My reasoning was to take each number to their prime factorization, so:
2 to the 4 is the least common multiple and its 16, so 16 groups:
Each of this 16 groups would have: 2 tambourinists, 5 triangle beaters, 4 drummers, 7 maracas shakers and 3 singers.
Cool!!
173?
Dont know if I did this one too quickly and I am wrong but
16 groups each with
2 tambourinists, 5 triangle beaters, 4 drummers, 7 maraca shakers and 3 singers
I looked for the HIGHEST common denominator..
16 groups of 2 tambourinists, 5 triangle beaters, 4 drummers, 7 maracas shakers, and 3 singers. Simple factoring problem.
16 (the greatest common factor)
16 * 2 = 32
16 * 3 = 48
16 * 4 = 64
16 * 5 = 80
16 * 7 = 112
16.
The GCF of all the numbers is 16. Each group has 2 tambourinists, 5 triangle beaters, 4 drummers, 7 maracas shakers, and 3 singers.

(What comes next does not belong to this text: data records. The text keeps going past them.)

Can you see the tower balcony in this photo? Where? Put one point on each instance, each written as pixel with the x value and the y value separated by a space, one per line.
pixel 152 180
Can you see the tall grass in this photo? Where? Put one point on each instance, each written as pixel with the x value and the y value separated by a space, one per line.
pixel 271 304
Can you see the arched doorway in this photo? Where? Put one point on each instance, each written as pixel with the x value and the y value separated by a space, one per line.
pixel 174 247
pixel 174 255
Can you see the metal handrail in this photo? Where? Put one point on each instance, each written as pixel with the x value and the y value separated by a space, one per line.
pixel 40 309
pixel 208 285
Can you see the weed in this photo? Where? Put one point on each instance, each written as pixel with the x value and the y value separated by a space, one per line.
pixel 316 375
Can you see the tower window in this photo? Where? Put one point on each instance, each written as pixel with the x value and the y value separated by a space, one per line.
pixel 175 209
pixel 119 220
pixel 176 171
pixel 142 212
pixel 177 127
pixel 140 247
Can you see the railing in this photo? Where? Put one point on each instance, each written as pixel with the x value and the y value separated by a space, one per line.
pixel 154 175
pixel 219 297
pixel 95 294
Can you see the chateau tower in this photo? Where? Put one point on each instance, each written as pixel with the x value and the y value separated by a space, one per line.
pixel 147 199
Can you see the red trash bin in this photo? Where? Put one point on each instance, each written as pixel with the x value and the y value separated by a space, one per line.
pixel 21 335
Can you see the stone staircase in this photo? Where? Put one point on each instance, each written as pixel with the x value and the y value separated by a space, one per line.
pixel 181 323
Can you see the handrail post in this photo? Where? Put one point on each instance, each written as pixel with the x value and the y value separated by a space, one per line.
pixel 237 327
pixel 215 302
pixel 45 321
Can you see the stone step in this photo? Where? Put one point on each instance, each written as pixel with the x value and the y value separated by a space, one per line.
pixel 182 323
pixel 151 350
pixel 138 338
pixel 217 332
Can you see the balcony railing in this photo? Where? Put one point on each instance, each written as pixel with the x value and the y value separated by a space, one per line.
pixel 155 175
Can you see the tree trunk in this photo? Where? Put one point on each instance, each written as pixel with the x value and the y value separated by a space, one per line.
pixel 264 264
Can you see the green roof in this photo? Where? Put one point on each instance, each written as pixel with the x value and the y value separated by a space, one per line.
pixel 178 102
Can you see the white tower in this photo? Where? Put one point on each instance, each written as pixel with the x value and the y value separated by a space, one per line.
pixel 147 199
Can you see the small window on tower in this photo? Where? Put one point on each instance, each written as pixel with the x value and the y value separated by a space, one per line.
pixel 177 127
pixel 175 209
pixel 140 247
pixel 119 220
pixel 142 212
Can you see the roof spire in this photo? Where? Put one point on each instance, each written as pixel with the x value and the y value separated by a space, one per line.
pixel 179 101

There can be 16 groups (Each group has 2 tambourinists, 5 triangle beaters, 4 drummers, 7 maracas shakers, and 3 singers).
The largest number is 16
16
16 groups as 16 is the greatest common divisor to 32, 48, 64, 80, and 112
The maximum number of groups is 16 – giving 2 tambourine shakers, 5 triangle players, 4 drummers. 7 maracas shakers, and 3 singers per group.
Sounds like 16 groups with 21 musicians in each group.
16. It’s the greatest common factor.
Each group will have 2 tambourinists, 5 triangle beaters, 4 drummers, 7 maracas shakers, and 3 singers.